House members who look to the future will push hard today to get Majority Leader Mike Turzai's amendment into a bill that would take the state out of the liquor business. Those with a fondness for the 1930s, when the government monopoly was created, will cling to this relic of post-Prohibition.
If ultimately passed by the House and then by the Senate, the Turzai plan will offer 1,600 retail licenses first to beer distributors and then for auction to the highest bidders. It would put the sale of packaged wine and spirits where it belongs, in the hands of private merchants who know the trade, want to compete and enjoy serving customers.
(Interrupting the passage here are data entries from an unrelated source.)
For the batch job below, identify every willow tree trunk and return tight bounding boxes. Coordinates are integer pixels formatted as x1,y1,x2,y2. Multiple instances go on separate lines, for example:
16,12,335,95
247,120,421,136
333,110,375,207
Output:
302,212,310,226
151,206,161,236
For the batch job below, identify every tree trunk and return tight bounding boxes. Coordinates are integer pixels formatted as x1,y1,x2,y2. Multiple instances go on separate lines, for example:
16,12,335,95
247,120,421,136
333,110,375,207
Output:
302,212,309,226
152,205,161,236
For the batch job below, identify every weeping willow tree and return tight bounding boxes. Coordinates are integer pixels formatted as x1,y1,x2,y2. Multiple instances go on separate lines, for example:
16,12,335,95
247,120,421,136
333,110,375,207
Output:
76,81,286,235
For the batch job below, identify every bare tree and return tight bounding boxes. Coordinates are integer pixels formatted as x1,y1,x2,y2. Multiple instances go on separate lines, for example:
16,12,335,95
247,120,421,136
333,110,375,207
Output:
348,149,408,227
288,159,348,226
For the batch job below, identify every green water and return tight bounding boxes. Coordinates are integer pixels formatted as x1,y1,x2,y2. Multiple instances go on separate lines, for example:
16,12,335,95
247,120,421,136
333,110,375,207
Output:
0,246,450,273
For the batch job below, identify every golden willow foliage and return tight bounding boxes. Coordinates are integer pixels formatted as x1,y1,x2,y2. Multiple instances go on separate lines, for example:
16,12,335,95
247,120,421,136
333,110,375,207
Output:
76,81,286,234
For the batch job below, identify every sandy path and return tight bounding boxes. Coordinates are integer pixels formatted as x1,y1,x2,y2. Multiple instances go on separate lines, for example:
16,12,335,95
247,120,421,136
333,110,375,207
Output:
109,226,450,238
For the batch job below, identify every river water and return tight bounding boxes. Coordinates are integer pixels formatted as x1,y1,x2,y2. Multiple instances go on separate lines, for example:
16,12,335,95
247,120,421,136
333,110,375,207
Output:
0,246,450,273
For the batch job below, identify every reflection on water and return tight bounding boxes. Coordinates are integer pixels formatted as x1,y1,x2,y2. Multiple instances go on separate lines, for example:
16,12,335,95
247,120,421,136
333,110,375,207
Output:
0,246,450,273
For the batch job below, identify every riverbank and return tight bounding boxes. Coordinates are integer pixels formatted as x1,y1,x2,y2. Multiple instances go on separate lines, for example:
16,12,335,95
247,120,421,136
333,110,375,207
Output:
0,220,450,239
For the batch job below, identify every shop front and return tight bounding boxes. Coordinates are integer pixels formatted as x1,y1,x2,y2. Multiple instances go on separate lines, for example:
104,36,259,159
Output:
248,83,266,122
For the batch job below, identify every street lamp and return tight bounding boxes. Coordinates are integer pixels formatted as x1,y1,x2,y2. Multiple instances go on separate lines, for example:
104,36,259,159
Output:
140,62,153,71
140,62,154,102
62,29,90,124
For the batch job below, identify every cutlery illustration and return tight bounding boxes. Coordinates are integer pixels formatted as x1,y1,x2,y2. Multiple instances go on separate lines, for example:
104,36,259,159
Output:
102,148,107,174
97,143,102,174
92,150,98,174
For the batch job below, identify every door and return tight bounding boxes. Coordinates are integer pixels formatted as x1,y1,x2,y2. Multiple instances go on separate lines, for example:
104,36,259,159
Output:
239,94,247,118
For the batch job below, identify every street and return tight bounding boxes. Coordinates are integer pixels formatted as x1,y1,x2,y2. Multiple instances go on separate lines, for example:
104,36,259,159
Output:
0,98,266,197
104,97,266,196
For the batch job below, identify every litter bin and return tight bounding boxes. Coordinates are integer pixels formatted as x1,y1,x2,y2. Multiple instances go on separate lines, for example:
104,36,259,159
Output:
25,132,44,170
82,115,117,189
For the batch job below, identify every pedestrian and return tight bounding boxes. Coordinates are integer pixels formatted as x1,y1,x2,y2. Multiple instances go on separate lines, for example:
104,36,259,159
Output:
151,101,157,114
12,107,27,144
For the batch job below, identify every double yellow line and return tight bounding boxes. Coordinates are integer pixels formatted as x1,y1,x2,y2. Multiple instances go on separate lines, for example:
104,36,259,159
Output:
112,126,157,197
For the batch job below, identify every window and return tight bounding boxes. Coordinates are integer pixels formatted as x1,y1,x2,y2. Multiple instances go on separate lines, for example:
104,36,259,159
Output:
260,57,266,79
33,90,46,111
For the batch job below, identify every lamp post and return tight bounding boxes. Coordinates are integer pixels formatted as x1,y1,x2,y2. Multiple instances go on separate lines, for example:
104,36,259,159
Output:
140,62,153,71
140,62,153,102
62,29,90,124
The system run by the state Liquor Control Board is Pennsylvania's dirty socialist secret, in which government sets the price, decides what to sell and has no competition. Molasses moves faster than the LCB, as proven by the system's creeping acceptance of credit cards, scattered supermarket co-locations and limited Sunday hours.
At the retail counter, customers face some of the highest-paid, often surly, clerks in America, state employees represented by unions bent on thwarting reform. It's time for our legislators to send them a message: especially after the Wisconsin recall vote, the state deserves a system that works for the consumer and not the state employee.
Modern Pennsylvanians are stunned to know that the only liquor system with as much government control operates in Utah. Such quaint retro thinking has no place in a diverse and sophisticated state.
That makes the possible vote today on the Turzai amendment a major test -- for Gov. Tom Corbett, who has promised reform, and his fellow Republicans who control both chambers of the Legislature.
For the party that believes in limited government, getting the state out of liquor sales should be a no-brainer. But it's an issue also laced with symbolism. How the House votes now will signal whether Pennsylvania wants to move ahead or decline.